Bowers represented elected officials and political candidates in South Carolina on government and electoral law issues. He served as a special adviser on voting issues at the United States Department of Justice under President George W. Bush and served as an adviser to former governors. Nikki Haley and Mark Sanford.

He guided Haley, the former Trump ambassador to the United Nations, through an ethics case and worked for Sanford when state lawmakers considered his impeachment after revelations that Sanford had left the state to see a mistress in Argentina in 2009.

Members of Trump’s defense team are expected to be announced soon, said a person familiar with Graham’s comments.

Graham did not answer questions about Trump’s representation on Capitol Hill on Thursday. But he told reporters that “I think he will have a legal team here soon”.

Trump was acquitted by the Senate in February after his White House legal team, aided by his personal lawyers, aggressively fought the House’s charges that he had encouraged the President of Ukraine to investigate Biden in exchange for military aid. This time, Pelosi noted, the Chamber does not seek to condemn the president through private conversations, but through a very public insurrection that they themselves experienced and which was broadcast live on television.

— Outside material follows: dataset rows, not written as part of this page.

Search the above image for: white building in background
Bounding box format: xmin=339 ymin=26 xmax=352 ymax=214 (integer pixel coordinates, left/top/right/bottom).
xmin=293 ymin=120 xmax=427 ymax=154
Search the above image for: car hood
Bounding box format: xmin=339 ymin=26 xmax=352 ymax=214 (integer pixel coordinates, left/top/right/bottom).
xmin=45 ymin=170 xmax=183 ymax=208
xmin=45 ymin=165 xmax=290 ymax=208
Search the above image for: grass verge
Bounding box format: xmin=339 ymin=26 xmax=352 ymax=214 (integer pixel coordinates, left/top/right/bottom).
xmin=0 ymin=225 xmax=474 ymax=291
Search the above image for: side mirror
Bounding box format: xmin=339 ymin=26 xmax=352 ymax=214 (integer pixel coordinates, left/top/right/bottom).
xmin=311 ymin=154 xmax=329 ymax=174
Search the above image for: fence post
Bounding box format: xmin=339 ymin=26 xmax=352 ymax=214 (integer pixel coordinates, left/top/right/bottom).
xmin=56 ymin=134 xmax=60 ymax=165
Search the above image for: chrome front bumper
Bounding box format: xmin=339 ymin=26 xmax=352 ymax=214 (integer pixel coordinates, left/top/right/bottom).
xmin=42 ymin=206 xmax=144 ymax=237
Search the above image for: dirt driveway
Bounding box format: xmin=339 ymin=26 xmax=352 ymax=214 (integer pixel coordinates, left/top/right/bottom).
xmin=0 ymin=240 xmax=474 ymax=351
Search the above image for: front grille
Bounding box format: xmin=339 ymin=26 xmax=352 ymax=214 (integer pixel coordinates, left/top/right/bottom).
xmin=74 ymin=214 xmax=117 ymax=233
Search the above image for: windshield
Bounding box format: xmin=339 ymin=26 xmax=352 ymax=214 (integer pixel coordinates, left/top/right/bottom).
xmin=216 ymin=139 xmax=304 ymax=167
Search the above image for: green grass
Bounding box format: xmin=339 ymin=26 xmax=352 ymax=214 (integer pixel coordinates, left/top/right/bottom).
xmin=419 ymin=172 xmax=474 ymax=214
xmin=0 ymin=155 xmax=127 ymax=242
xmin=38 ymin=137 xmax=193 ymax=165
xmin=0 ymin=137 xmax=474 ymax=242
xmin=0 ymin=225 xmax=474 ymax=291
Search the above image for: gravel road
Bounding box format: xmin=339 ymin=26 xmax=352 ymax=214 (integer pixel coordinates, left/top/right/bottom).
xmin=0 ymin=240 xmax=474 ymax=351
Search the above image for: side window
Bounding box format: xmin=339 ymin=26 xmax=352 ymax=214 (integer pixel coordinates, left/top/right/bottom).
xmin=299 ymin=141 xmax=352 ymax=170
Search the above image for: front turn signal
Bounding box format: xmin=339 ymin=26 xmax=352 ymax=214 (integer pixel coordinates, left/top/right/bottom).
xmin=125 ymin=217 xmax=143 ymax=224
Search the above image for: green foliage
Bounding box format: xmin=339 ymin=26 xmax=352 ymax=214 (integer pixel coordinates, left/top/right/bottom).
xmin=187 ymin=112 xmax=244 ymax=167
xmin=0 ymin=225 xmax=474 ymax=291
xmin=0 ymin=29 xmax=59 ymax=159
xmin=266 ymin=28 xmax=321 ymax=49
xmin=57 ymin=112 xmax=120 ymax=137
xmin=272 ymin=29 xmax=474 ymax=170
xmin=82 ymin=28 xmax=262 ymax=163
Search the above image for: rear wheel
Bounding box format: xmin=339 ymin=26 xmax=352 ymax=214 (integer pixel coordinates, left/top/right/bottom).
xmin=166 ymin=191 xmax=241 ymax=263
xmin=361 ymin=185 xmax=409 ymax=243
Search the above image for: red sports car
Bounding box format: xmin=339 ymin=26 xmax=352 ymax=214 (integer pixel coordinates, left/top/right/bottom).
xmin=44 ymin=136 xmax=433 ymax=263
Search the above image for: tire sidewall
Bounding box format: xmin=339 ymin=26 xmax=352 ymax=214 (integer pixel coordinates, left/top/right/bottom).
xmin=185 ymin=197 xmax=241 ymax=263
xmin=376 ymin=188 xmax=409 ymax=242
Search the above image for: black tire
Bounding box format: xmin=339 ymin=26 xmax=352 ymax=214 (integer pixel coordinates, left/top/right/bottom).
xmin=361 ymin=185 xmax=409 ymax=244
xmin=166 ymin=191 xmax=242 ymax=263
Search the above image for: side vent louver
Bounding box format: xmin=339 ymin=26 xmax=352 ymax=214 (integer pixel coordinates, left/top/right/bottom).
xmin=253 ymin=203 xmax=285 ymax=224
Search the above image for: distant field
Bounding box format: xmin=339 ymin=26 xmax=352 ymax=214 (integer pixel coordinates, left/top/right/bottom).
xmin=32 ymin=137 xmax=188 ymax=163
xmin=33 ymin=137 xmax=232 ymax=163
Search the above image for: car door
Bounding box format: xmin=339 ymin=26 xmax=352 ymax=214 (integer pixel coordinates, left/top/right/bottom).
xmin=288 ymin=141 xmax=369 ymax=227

“This year, the whole world has witnessed the incitement of the president,” said Pelosi.

Illinois Sen. Dick Durbin, the second Senate Democrat, said it was too early to know how long a trial would take, or whether Democrats would like to call witnesses. But he said “you don’t have to tell us what was going on with the crowd scene, we were running down the stairs to escape.”

McConnell, who said this week that Trump “teased” his supporters before the riot, did not say how he would vote. He told his colleagues in the Republican Party that it would be a vote of conscience.

Democrats would need the support of at least 17 Republicans to condemn Trump, a high bar. While some Senate Republicans have indicated that they are open to sentencing, most said they believed a trial would cause division and questioned the legality of trying a president after he stepped down.

Graham said that if he were Trump’s lawyer, he would focus on that argument as well as the merits of the case, whether it was “incitement” under the law. He agreed with Pelosi that a trial should be swift.

“I think the public record is your television screen,” said Graham. “So, I don’t see why it would take so long.”